If we compare individuals within levels of a covariate, that covariate is conditioned on.  In an empirical study, this can happen either by design, or by accident. On a graph, we represent “conditioning” by drawing a box around that variable.  This is equivalent to introducing the variable behind the conditioning sign in the algebraic notation

 

  • If a non-collider is conditioned on, it becomes closed.
  • If a collider is conditioned on, it is opened.
  • If the descendent of a collider is conditioned on, the collider is opened

 

Open and Closed Paths:

 

  • A path is open if and only if all variables on the path are open. 
  • Two variables are D-separated if and only if there is no open path between them
  • Two variables are D-separated conditional on a third variable if and only if there is no open path between them on a graph where the third variable has been conditioned on.

 

Colliders:

Many students who first encounter D-separation are confused about why conditioning on a collider opens it.  Pearl uses the following thought experiment to illustrate what is going on:

Imagine you live in a world where there is a sprinkler that sometimes randomly turns on, regardless of the weather. In this world, whether the sprinkler is on is independent of rain:  If you notice that the sprinkler is on, this gives you no information about whether it rains. 

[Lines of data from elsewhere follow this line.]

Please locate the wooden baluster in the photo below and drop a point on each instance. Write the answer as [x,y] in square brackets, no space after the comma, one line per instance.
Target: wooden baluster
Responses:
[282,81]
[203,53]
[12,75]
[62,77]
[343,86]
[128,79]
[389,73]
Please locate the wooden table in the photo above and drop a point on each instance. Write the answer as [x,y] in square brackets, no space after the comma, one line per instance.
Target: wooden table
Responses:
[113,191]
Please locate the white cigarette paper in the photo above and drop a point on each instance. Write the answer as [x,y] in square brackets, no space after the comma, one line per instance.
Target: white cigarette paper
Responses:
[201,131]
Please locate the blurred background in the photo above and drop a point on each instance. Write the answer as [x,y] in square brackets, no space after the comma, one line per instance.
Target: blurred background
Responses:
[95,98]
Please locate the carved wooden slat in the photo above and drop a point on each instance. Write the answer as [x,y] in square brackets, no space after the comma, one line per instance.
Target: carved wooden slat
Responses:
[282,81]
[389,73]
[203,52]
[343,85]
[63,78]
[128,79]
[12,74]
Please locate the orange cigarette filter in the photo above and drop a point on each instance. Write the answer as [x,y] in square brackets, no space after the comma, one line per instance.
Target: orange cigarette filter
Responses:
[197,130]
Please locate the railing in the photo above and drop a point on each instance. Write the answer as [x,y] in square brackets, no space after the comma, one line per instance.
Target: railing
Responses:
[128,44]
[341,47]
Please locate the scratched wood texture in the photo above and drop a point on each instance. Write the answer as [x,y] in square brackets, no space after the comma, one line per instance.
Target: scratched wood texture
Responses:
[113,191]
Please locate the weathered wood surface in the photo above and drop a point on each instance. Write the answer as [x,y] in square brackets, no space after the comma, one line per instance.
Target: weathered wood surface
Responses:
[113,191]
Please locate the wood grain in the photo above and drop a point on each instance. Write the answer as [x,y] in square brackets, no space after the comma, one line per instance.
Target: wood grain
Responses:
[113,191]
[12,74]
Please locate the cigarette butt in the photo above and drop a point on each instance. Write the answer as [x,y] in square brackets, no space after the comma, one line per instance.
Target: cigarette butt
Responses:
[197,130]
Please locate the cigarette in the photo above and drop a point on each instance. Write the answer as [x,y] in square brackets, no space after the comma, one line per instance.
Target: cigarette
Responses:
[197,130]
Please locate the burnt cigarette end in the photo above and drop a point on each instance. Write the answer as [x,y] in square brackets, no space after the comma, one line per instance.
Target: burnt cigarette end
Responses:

However, if the sprinkler is on, it will cause the grass to be wet. The same thing happens if it rains. Therefore, the grass being wet is a collider.   Now imagine that you have noticed that the grass is wet.  You also notice that the sprinkler is turned "off".  In this situation, because you have conditioned on the grass being wet,  the fact that the sprinkler is off allows you to conclude that it is probably raining.  

Faithfulness

D-Separation says that if there is no open pathway between two variables, those variables are independent (in all distributions that factorize according to the DAG, ie, in all distributions where the defining independences hold).  This immediately raises the question about whether the logic also runs in the opposite direction:  If there is an open pathway between two variables, does that mean that they are correlated?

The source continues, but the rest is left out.